Written by Daniel Myers, Lic. RE Salesperson, RealtyUSA.com
In theory, an appraisal is an independent evaluation of a property by a neutral third party to determine its likely worth in the open market.
In practice, it has become the final word on a property’s worth, overriding the agreement between a willing buyer and seller.
Appraisals are rarely ordered for cash transactions. Why? Because the buyer has already reviewed the recent sales comparables and negotiated the best terms he/she could with the seller before arriving at the final sales price. Of course, the same is performed by professional Realtors on financed transactions to protect both buyer and seller. Appraisals are requirements of (most) financed transactions because they are really not for the benefit of the buyer. They are an added layer of protection for the lender that is putting up the bulk of the purchase money. Certainly an understandable requirement from an institution that is taking on the risk of lending money against a property that may or may not represent suitable collateral, depending on the drooling factor of the buyer. The bank requires an appraisal to validate the purchase price before ponying up the cash; makes perfect sense.
Tightened appraisal standards came to pass, including restrictions placed upon direct selection of appraisers (most orders go to faceless appraisal management companies now, who in turn select the appraiser.
The appraiser is now free to perform his evaluation in an ivory tower, unencumbered by the incentive-laden hands that would pull at him to bring in a value reflective of the sales price.
By using the veto power of the underwriter review, banks may demand that an appraisal which came in at value be reworked to use different comps or adjustments made to the physical attributes of the house that they dispute (square footage adjustments, etc). They may demand that adjustments (downgrades) be made for market trends, etc.
In short, some bean counter in an office in South Dakota is dictating the final version of the appraisal to the licensed professional who has actually physically viewed, measured, photographed and evaluated the property.
What? Really... (you are thinking)....YEP.
This is how appraisals that initially come in at $400,000, only to get knocked down to $350,000 upon underwriter review. And when that happens? You get to appeal the appraisal … to the very institution responsible for the final disparity in value.
Akin to taking one’s death sentence appeal to the hangman himself. Good luck with that!
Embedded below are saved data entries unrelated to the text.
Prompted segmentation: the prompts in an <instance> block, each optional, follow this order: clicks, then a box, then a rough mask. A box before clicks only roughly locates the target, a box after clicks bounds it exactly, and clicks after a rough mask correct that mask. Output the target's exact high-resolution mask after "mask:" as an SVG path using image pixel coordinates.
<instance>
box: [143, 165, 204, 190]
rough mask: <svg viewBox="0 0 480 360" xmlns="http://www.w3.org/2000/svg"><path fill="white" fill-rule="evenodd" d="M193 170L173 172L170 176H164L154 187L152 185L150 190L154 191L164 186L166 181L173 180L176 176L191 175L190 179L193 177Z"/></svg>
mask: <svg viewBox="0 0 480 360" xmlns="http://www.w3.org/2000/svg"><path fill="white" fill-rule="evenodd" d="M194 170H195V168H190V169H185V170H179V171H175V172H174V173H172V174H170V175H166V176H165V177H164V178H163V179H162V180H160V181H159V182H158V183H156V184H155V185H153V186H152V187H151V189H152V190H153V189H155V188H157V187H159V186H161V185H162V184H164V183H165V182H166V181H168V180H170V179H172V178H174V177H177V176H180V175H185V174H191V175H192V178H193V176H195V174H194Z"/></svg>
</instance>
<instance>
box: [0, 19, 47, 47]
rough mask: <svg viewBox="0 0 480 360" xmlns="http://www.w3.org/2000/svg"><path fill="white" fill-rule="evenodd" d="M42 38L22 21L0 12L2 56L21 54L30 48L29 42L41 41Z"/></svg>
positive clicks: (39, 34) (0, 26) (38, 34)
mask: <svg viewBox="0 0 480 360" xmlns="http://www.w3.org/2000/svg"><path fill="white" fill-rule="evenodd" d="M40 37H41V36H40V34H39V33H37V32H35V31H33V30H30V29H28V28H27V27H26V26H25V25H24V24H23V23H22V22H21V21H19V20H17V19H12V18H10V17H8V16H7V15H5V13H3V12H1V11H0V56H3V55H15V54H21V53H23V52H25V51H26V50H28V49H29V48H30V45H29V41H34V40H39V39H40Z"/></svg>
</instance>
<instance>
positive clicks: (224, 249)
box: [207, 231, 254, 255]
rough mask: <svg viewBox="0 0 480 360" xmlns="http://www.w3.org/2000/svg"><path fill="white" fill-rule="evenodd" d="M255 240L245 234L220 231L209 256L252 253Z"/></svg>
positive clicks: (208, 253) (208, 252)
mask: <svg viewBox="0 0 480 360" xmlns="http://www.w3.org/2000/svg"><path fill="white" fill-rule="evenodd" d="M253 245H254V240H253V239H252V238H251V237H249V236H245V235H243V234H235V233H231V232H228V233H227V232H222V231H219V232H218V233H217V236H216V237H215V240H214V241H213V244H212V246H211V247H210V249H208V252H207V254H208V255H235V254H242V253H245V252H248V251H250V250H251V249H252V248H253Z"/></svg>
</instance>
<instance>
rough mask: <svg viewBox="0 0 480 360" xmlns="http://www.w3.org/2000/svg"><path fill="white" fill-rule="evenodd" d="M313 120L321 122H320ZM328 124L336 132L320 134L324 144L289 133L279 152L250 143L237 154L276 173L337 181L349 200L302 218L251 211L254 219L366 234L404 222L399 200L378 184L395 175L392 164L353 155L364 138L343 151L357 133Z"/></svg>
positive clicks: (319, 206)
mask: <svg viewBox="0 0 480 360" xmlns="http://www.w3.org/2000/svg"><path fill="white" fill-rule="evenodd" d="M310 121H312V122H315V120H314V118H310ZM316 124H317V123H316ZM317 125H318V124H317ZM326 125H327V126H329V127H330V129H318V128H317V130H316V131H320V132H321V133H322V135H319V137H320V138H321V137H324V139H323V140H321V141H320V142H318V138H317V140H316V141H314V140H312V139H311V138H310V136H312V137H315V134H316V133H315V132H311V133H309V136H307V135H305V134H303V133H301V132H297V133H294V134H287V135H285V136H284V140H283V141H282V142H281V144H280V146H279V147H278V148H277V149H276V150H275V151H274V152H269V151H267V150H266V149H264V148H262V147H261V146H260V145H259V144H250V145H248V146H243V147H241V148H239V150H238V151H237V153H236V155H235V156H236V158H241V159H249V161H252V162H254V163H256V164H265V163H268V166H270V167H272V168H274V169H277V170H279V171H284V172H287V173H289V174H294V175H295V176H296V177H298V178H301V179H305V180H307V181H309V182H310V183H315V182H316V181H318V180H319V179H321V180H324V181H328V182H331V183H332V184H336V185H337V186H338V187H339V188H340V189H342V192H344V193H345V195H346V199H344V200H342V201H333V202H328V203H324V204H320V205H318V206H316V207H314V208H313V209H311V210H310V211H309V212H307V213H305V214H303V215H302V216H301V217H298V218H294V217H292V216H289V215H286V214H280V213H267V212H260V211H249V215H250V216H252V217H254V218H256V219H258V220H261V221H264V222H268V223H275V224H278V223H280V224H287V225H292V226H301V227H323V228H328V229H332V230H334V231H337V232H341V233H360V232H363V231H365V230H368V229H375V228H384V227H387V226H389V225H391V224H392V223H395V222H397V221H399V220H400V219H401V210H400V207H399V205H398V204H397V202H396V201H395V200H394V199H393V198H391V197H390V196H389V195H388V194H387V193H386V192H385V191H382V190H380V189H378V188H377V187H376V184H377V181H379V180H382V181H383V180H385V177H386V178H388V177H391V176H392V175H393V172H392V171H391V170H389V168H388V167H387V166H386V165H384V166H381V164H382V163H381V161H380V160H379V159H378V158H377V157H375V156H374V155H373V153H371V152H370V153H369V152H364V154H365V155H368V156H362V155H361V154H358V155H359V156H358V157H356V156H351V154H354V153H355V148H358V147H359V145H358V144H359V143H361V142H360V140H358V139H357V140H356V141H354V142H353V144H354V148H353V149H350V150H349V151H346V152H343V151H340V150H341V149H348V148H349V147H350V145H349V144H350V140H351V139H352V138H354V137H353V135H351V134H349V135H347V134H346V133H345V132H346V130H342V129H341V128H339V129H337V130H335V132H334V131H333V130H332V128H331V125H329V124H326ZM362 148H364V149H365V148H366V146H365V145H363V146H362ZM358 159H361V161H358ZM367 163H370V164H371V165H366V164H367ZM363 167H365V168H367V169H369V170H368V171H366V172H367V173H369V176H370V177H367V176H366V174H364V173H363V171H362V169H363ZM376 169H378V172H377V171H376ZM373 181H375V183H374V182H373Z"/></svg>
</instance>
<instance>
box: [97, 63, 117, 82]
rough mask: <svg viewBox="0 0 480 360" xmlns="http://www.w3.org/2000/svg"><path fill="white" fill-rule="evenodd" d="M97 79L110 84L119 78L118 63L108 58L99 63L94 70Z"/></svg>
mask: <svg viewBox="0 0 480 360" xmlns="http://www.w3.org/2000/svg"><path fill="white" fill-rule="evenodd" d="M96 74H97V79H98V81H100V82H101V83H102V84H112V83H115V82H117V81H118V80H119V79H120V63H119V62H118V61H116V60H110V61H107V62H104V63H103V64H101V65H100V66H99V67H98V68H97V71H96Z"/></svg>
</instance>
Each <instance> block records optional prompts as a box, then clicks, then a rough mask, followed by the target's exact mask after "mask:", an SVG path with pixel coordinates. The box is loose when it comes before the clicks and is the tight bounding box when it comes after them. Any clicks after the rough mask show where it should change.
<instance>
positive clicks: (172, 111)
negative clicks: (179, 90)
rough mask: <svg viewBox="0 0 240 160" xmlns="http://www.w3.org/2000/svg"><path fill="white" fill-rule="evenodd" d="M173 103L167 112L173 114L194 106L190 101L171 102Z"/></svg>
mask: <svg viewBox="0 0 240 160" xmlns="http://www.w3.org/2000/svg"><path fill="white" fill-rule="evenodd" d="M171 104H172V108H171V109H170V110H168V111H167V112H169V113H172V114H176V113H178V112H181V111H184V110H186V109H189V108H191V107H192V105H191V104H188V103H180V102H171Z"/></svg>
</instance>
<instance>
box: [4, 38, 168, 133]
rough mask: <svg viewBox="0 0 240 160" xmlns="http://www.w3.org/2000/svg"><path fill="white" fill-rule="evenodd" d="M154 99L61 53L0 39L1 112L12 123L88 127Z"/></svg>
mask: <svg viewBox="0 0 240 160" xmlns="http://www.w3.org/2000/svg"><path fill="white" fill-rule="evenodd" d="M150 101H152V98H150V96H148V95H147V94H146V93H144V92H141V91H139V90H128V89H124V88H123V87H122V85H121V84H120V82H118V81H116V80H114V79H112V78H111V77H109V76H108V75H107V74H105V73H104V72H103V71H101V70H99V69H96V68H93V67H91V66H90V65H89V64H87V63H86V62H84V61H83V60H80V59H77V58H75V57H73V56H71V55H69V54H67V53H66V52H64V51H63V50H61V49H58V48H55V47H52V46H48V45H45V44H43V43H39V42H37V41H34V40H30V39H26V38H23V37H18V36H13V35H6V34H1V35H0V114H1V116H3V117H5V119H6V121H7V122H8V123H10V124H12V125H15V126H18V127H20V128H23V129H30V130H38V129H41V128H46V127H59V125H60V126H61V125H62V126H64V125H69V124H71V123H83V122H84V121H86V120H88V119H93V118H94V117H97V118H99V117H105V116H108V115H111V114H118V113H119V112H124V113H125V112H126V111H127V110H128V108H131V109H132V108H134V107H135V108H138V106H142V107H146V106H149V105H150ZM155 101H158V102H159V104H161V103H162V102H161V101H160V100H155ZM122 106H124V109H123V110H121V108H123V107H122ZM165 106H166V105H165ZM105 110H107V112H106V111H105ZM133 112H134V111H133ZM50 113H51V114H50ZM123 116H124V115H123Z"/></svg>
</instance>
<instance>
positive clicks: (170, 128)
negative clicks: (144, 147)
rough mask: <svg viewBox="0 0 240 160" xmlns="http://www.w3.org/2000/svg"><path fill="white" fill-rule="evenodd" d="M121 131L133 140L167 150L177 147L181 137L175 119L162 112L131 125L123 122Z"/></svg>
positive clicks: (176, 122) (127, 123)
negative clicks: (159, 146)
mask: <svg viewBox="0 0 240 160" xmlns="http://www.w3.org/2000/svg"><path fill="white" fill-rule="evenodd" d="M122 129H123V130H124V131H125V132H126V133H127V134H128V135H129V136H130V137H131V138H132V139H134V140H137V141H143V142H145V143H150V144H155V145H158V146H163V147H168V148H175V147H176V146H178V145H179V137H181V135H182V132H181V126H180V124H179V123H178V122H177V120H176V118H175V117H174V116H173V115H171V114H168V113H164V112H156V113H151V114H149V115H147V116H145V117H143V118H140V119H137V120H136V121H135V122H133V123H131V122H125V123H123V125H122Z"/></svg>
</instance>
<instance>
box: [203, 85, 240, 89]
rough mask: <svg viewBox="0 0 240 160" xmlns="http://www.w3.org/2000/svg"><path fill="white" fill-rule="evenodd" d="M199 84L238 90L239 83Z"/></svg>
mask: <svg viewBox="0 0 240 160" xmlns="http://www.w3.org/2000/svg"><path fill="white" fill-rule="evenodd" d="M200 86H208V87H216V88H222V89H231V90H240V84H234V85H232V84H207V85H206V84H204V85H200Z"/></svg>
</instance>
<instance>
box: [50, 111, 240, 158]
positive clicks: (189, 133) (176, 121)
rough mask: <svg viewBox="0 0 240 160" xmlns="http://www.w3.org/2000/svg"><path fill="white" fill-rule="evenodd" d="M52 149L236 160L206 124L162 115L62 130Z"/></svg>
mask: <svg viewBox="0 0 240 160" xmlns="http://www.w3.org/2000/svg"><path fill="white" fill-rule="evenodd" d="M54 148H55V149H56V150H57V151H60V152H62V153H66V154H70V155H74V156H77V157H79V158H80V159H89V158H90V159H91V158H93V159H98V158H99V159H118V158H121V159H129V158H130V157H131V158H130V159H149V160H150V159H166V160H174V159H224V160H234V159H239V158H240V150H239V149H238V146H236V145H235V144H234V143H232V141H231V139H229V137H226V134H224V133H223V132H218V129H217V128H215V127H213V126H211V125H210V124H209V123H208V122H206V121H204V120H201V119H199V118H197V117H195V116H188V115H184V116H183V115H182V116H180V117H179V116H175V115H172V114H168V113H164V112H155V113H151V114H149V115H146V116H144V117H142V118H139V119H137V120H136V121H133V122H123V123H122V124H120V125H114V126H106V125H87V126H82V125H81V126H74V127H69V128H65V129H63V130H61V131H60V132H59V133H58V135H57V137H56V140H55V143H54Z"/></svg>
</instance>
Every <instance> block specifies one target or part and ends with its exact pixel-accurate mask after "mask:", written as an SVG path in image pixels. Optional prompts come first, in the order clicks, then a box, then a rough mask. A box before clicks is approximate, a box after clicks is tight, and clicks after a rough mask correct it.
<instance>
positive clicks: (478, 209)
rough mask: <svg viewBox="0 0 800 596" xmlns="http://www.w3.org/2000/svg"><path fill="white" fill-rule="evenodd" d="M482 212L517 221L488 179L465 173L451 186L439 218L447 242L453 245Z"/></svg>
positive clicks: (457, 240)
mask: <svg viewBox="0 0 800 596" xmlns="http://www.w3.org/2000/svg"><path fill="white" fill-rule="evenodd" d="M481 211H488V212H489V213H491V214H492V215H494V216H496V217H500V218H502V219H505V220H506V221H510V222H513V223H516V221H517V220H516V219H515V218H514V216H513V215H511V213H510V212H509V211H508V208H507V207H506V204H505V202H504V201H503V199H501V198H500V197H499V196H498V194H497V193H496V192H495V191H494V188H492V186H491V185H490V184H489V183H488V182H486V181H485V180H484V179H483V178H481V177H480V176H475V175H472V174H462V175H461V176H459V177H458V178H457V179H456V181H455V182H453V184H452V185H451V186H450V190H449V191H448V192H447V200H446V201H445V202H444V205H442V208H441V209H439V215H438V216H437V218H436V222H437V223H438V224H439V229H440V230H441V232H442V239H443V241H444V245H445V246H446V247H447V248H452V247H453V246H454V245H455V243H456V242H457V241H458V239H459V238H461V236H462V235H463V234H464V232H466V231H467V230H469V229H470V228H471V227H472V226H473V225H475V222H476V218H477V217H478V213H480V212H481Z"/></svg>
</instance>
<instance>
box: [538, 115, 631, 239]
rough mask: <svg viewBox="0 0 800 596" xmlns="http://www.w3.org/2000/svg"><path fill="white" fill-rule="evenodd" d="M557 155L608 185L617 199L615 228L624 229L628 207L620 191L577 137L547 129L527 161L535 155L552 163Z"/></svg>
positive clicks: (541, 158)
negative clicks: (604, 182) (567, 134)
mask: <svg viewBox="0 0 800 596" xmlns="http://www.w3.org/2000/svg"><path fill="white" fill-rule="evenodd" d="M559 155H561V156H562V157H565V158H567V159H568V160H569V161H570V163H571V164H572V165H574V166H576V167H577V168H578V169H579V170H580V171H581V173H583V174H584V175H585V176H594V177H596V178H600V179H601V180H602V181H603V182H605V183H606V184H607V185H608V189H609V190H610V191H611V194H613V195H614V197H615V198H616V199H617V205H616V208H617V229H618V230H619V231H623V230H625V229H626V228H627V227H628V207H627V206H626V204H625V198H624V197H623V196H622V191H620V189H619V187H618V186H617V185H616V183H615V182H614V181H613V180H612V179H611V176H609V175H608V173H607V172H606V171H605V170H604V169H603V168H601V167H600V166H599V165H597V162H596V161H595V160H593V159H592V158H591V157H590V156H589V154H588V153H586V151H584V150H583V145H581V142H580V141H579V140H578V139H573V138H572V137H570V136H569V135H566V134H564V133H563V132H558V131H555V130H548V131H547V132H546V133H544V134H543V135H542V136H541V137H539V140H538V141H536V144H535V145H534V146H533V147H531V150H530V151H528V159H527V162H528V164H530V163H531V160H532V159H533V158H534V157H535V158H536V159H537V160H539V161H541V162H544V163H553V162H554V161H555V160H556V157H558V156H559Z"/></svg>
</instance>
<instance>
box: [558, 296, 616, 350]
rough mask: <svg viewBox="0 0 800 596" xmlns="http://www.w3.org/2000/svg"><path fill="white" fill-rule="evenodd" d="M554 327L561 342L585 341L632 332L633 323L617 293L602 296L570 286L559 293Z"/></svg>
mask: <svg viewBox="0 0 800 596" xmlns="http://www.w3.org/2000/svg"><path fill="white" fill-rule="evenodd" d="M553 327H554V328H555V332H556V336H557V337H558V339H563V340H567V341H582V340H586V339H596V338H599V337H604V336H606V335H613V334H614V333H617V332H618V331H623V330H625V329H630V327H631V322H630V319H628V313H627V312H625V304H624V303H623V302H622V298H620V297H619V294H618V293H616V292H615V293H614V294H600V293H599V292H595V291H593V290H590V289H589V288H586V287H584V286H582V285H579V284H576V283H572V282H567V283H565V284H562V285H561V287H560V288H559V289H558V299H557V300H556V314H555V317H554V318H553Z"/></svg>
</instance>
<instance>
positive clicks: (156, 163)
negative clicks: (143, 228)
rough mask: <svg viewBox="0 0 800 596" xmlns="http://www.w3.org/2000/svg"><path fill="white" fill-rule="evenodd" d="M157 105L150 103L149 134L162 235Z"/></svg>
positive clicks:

Appraisers have little choice but to comply if they want to keep their accounts with the big banks in good standing. Further, until the underwriter signs off on the appraisal, it really doesn’t matter what value is reflected in it. He decides the house isn’t worth what you are paying for it, your loan is compromised. Unless the seller agrees to sell the property to you at the reduced price (unlikely in a market that is now generating bidding wars) or you have additional cash to plunk down to make up the difference, you are out the cost of the appraisal, inspections and emotional investment in the property.
What’s the best way to insulate yourself from the risk of an appraisal fiasco?
1. Be cautious of inflating offers too much with the addition of seller’s concessions. If the comparison homes used in an appraisal are in tight supply, the concessions may create a problem with loan to value.
2. Also be cautious of including a large value of personal property in the sale of the home such as dining room sets and other expensive personal items. These items will be backed out of the appraisal value and may complicate matters.
3. The further the loan to value ratio gets pushed toward 100%, the greater the risk of appraisal issues. There is less “borrowers skin in the game” from the banks perspective.
4. Buying highly “unique” properties, such as over-improved homes or those with very few such as multiple dwelling structures on one lot can also be extremely difficult to find comps for. The appraiser may be put in a difficult position, unable to find comparisons that the bank will accept.
These are just some of the challenges to our new real estate economy. All the more reason to be guided by an experienced Realtor who can use their experience to navigate the experience as your advocate.